MT-ND1

Several mutations in the MT-ND1 gene are known to cause Leber hereditary optic neuropathy. Each of these mutations changes a single DNA building block (nucleotide) in the gene. One common MT-ND1 mutation is responsible for about 13 percent of all cases of Leber hereditary optic neuropathy. This mutation replaces the nucleotide guanine with the nucleotide adenine at gene position 3460 (written as G3460A). This change is associated with moderately severe cases of Leber hereditary optic neuropathy; however, 20 percent to 40 percent of people with vision loss due to this mutation experience some recovery of vision.

Researchers are investigating how mutations in the MT-ND1 gene lead to Leber hereditary optic neuropathy. These genetic changes appear to disrupt the normal activity of complex I in the mitochondrial inner membrane, which may affect the generation of ATP. MT-ND1 mutations also may increase the production within mitochondria of potentially harmful molecules called reactive oxygen species. It remains unclear, however, why the effects of these mutations are often limited to the nerve that relays visual information from the eye to the brain (the optic nerve). Additional genetic and environmental factors probably contribute to the vision loss and other medical problems associated with Leber hereditary optic neuropathy.

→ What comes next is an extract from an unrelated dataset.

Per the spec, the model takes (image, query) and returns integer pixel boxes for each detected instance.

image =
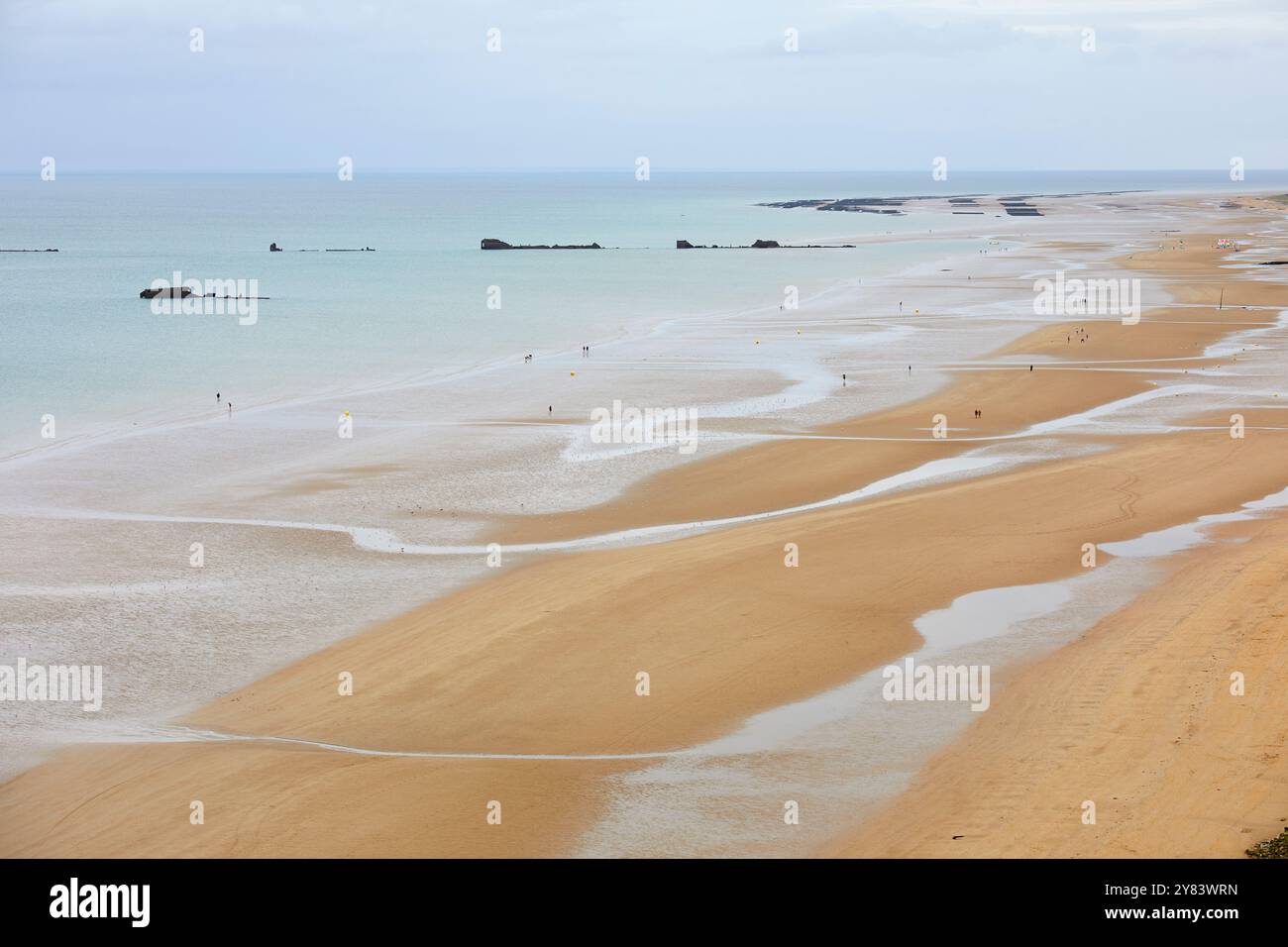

MT-ND1 mutations are a rare cause of mitochondrial encephalomyopathy, lactic acidosis, and stroke-like episodes (MELAS). Most cases of MELAS are caused by mutations in other mitochondrial genes, but a small number of cases resulting from mutations in the MT-ND1 gene have been reported. Fewer than five mutations, each of which alters a single DNA building block (nucleotide) in the gene, have been identified in affected individuals. These genetic changes reduce the activity of complex I, which disrupts energy production within mitochondria. Although these abnormalities have the greatest impact on tissues that require a lot of energy (such as the brain and muscles), researchers have not determined how changes in the MT-ND1 gene lead to the specific signs and symptoms of MELAS.

MedlinePlus Genetics provides information about Leigh syndrome

MedlinePlus Genetics provides information about Mitochondrial complex I deficiency

A mutation in the MT-ND1 gene has been reported in a few cases of adult-onset dystonia. Dystonia is a movement disorder that involves involuntary tensing of the muscles (muscle contractions), tremors, and other uncontrolled movements. The MT-ND1 mutation associated with these rare cases replaces the nucleotide adenine with the nucleotide guanine at gene position 3796 (written as A3796G). Further studies are needed to determine whether this genetic change combines with other genetic and environmental factors to increase the risk of developing adult-onset dystonia.